Faire un film français avec des acteurs anglophones sur des personnages russes ? Il ne s'agit pas d'un kamoulox, mais du dernier projet en date d'Olivier Assayas, réalisateur à qui l'on doit Personal Shopper, Sils Maria ou Carlos. Le 21 janvier 2026, il dévoilait au cinéma Le Mage du Kremelin, aujourd'hui disponible en streaming sur MyCanal.
Le film suit Vadim Baranov (Paul Dano), un ancien artiste devenu le stratège de l'ombre qui accompagne l'ascension de Vladimir Poutine (Jude Law) dans la Russie post-soviétique. Entre manipulation, propagande et luttes de pouvoir, le film explore les coulisses de la naissance d'un régime autoritaire. Le casting réunit également Alicia Vikander, Jeffrey Wright, Tom Sturridge et Will Keen.

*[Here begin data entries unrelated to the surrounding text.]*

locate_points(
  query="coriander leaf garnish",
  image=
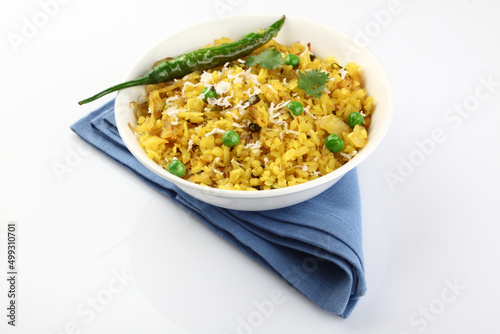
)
(312, 82)
(269, 58)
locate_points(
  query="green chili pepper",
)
(199, 60)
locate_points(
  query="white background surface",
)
(101, 252)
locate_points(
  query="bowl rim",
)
(208, 190)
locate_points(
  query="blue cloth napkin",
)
(315, 246)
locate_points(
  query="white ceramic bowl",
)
(325, 41)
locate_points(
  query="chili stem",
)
(132, 83)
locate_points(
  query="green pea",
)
(334, 143)
(355, 118)
(230, 138)
(295, 108)
(292, 59)
(177, 168)
(209, 92)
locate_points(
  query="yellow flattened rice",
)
(276, 149)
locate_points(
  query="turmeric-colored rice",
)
(176, 123)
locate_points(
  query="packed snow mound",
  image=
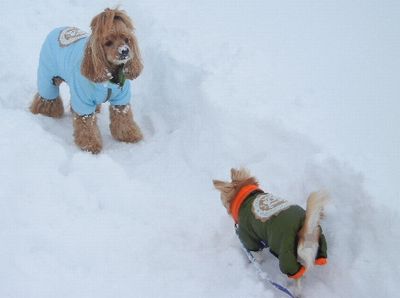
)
(143, 220)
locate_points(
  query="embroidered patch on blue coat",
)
(266, 205)
(70, 35)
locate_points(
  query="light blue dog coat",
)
(61, 56)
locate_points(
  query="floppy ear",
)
(94, 65)
(222, 186)
(133, 67)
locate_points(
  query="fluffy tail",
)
(309, 234)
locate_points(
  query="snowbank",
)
(143, 220)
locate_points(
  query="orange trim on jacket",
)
(240, 198)
(321, 261)
(299, 273)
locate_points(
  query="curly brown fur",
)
(229, 190)
(51, 108)
(122, 126)
(86, 133)
(111, 29)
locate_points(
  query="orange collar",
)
(240, 198)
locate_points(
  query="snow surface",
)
(303, 93)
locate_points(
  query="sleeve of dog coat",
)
(287, 257)
(323, 247)
(250, 243)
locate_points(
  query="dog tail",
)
(309, 234)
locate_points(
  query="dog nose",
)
(123, 51)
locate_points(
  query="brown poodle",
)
(95, 67)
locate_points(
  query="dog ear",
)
(133, 67)
(222, 186)
(94, 64)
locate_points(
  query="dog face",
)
(111, 44)
(240, 178)
(117, 44)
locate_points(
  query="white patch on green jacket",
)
(266, 205)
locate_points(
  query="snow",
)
(304, 94)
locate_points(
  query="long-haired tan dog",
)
(95, 67)
(291, 233)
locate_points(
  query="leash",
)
(261, 273)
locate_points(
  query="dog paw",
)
(122, 126)
(87, 134)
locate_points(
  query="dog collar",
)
(240, 198)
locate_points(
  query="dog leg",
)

Un thriller aussi intense que passionnant qui n'a malheureusement pas trouvé son public. Avec seulement 688 000 entrées en France, un box-office mondial de 8,6 millions de dollars et une note moyenne de 44% sur Rotten Tomatoes, Le Mage du Kremlin fait tristement partie des déceptions commerciales de l'année.

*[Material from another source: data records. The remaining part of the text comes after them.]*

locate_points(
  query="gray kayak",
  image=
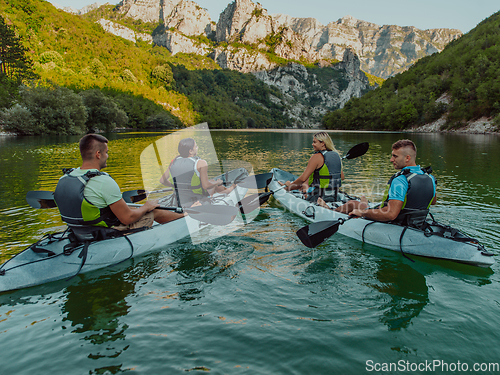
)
(52, 259)
(439, 241)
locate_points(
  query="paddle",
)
(315, 233)
(257, 181)
(253, 201)
(133, 196)
(357, 151)
(212, 214)
(215, 215)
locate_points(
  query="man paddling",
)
(411, 188)
(191, 174)
(88, 197)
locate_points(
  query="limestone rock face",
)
(309, 97)
(124, 32)
(188, 18)
(383, 50)
(241, 59)
(176, 42)
(243, 21)
(146, 10)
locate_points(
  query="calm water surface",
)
(257, 301)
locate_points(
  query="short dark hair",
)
(404, 143)
(89, 143)
(185, 145)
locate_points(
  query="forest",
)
(62, 74)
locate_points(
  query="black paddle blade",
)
(41, 199)
(258, 181)
(252, 202)
(313, 234)
(357, 151)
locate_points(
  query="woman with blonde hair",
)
(323, 174)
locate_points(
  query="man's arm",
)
(126, 215)
(202, 167)
(386, 213)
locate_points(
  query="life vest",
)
(187, 183)
(75, 209)
(420, 191)
(328, 176)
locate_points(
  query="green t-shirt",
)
(102, 190)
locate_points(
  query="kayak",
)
(47, 260)
(438, 241)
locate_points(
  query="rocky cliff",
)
(247, 39)
(383, 50)
(309, 93)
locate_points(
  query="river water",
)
(256, 301)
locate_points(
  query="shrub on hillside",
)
(18, 119)
(51, 56)
(102, 111)
(56, 111)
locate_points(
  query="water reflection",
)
(407, 291)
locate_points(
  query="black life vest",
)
(420, 193)
(187, 184)
(74, 208)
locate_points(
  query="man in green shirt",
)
(102, 203)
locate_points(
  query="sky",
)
(423, 14)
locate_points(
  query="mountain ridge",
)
(383, 50)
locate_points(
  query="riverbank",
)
(481, 126)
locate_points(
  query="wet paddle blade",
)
(357, 151)
(213, 209)
(258, 181)
(314, 234)
(41, 199)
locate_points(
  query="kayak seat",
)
(412, 218)
(90, 233)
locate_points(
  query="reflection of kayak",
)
(440, 241)
(46, 260)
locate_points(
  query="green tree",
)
(163, 74)
(18, 119)
(13, 60)
(102, 111)
(56, 110)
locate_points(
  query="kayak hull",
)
(389, 236)
(30, 268)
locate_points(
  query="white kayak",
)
(46, 260)
(439, 241)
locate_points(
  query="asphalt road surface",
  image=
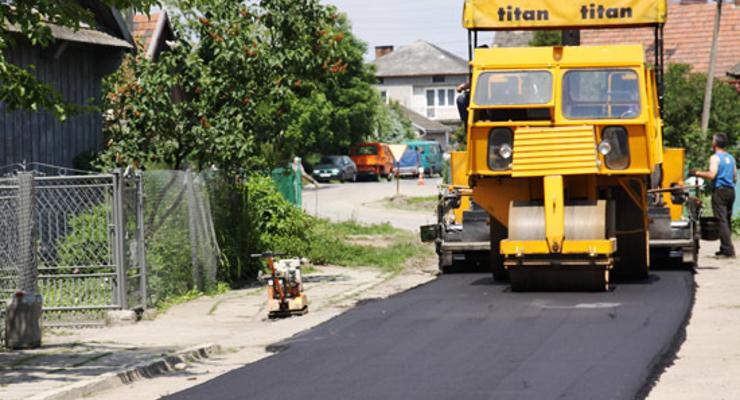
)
(465, 337)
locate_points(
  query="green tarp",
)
(288, 181)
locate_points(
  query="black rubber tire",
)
(498, 233)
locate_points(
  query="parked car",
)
(340, 168)
(431, 155)
(409, 163)
(373, 159)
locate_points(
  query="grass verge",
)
(333, 245)
(418, 203)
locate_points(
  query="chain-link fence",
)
(92, 236)
(9, 273)
(181, 246)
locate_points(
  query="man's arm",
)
(713, 168)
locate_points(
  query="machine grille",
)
(567, 150)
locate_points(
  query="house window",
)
(439, 98)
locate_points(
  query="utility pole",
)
(710, 74)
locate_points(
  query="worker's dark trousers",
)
(722, 201)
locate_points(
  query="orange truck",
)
(373, 159)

Une sous-performance pour Olivier Assayas, d'autant que ce film, sélectionné en compétition officielle à la Mostra de Venise 2025, aurait pu ne jamais voir le jour. Comme l'expliquait le cinéaste auprès de Diverto, il avait dû se battre pour convaincre des sociétés de produire cette histoire. Or, celles-ci étaient trop frileuses en raison des implications potentielles.
"Le financement a été beaucoup plus difficile que je ne l’imaginais. Très dur. Beaucoup de partenaires étaient très réticents à faire un film qui serait identifié comme un film d’opposition au régime russe. [Les sociétés ayant des intérêts économiques en Russie] ne veulent pas mettre en jeu ces relations."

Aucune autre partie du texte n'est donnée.